Bees Can Learn to Play “Soccer.” Score One for Insect Intelligence

Small as they are, bumblebee brains are surprisingly capable of mastering novel, complex tasks and, despite their sesame seed-sized brains, they are smarter than we think.


 

“Often people view insects as unthinking machines,” says Clint Perry. a biologist who studies the evolution of cognition in insects at Queen Mary University of London. Science has recently challenged that human-centric assumption, by revealing that the busy buzzers can use tools. count to four, learn foreign languages and even experience some semblance of sugar-derived happiness—traits usually associated with larger-brained animals.

Now, Perry and his colleagues have released the results of a creative new experiment in which they essentially taught bumblebees how to play “bee soccer.” The insects’ ability to grasp this novel task is a big score for insect intelligence, demonstrating that they’re even more complex thinkers than we thought.

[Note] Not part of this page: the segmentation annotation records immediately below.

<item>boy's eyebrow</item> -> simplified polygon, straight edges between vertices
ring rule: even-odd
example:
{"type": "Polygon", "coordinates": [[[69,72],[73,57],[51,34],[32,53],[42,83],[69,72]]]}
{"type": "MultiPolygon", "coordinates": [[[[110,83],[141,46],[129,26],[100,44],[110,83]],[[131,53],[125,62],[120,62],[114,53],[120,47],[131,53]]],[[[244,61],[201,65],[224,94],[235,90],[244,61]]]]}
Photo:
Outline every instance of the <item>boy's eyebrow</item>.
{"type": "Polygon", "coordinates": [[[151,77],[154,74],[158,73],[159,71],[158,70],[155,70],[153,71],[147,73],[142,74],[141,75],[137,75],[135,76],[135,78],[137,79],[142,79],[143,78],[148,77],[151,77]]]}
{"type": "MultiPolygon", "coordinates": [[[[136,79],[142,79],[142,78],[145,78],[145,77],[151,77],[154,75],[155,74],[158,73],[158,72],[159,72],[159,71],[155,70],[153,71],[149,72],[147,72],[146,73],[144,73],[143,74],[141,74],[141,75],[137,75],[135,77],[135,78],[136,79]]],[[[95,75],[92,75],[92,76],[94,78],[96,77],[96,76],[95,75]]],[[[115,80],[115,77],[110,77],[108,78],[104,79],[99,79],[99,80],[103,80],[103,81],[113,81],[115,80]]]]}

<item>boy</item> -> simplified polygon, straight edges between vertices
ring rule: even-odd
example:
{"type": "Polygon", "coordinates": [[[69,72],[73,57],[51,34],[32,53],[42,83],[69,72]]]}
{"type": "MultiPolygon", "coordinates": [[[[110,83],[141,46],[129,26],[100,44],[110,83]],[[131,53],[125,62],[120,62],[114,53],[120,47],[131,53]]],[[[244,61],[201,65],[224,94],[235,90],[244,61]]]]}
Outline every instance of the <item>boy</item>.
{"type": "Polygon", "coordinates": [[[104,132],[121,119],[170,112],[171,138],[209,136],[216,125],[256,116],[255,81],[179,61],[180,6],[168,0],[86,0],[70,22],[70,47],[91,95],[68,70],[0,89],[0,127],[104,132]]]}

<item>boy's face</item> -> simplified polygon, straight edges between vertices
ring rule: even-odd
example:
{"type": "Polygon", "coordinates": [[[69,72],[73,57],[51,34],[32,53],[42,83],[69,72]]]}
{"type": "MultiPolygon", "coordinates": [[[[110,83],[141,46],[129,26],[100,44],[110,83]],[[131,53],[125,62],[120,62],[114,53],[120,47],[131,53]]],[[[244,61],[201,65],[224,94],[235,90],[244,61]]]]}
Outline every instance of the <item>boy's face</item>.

Moreover, they did it all not just in spite of their tiny brains—but because of them.

For the study researchers gave a group of bees a novel goal (literally): to move a ball about half their size into a designated target area. The idea was to present them with a task that they would never have encountered in nature. Not only did the bees succeed at this challenge—earning them a sugary treat—but they astonished researchers by figuring out how to meet their new goal in several different ways.

Some bees succeeded at getting their ball into the goal with no demonstration at all, or by first watching the ball move on its own. But the ones that watched other bees successfully complete the game learned to play more quickly and easily. Most impressively, the insects didn’t simply copy each other—they watched their companions do it, then figured out on their own how to accomplish the task even more efficiently using their own techniques.

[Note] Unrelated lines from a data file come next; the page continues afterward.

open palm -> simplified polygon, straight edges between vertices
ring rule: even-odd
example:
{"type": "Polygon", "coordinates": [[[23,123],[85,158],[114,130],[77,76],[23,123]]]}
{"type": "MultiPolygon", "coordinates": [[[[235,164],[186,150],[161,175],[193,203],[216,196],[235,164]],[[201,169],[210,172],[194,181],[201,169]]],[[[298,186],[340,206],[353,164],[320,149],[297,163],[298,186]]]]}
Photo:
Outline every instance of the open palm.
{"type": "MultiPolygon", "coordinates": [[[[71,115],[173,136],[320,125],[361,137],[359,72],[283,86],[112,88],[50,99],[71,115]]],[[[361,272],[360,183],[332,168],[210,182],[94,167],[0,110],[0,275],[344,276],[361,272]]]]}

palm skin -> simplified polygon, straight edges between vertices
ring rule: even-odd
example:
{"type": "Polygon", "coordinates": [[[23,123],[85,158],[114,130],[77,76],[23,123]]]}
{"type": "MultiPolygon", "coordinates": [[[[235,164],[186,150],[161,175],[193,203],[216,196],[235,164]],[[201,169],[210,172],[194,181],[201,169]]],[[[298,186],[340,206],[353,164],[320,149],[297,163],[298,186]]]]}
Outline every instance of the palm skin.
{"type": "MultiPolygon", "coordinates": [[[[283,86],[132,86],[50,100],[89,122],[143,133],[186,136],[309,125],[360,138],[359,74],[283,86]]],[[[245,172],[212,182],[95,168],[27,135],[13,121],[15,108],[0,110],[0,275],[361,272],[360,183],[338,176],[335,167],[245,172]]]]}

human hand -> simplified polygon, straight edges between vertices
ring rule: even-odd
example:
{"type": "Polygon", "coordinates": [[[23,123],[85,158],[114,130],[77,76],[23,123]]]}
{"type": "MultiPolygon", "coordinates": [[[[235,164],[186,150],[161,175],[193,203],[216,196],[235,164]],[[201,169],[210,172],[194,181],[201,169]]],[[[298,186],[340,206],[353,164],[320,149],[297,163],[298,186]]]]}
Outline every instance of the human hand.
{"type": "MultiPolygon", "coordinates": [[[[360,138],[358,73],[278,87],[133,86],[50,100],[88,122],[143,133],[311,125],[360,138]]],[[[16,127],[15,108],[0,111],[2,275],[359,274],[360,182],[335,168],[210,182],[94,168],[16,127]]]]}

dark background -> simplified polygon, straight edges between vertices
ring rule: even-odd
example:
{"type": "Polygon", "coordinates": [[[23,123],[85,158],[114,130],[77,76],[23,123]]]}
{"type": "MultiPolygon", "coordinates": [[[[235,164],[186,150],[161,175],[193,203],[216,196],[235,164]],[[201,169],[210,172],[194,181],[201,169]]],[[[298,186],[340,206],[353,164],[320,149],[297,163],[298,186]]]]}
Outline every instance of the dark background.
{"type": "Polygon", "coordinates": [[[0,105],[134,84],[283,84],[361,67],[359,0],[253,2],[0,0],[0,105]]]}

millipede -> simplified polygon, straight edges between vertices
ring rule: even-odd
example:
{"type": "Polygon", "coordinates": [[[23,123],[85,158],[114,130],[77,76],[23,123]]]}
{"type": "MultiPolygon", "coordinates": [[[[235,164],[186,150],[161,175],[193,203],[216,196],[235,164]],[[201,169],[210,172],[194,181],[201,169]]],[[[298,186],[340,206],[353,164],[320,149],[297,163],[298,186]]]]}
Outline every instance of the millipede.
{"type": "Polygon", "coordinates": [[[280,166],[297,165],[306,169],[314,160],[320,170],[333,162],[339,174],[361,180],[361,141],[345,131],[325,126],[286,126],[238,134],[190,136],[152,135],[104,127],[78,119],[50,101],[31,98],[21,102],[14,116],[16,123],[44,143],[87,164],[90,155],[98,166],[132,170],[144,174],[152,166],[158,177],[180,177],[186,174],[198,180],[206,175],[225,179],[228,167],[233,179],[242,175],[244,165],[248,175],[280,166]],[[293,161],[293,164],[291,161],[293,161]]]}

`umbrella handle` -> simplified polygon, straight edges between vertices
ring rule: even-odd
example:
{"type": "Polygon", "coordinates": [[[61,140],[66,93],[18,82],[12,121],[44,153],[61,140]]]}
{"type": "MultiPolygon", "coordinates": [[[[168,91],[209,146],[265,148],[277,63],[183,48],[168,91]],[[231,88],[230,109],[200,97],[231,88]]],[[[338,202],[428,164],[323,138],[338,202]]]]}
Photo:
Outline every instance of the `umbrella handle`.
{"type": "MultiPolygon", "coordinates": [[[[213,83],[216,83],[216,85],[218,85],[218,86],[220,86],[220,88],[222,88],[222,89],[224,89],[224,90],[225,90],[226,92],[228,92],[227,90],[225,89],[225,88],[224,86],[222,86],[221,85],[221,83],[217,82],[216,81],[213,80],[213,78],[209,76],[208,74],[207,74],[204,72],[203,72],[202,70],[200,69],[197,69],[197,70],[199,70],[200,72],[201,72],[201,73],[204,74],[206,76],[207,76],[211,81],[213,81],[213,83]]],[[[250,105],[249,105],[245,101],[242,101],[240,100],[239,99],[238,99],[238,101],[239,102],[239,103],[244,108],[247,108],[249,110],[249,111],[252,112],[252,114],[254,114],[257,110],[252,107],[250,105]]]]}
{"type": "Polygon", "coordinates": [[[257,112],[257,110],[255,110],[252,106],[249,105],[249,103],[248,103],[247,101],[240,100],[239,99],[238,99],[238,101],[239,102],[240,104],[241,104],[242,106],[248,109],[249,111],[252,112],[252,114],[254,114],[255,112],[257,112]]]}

The results show that bees can master complex, social behaviors without any prior experience—which could be a boon in a world where they face vast ecological changes and pressures.

Knowing some of the things bees are capable of might also inspire humans to do a bit more to aid their survival, adds Perry. “We often put ourselves atop a hierarchy, where we’re smart and we have large brains, and anything far removed from us physically or morphologically, especially animals with small brains, must be not smart,” he says. “Understanding that bees and different insects have more complex cognitive abilities can allow us to appreciate them more. And it might help our efforts to manage living with them a little better.”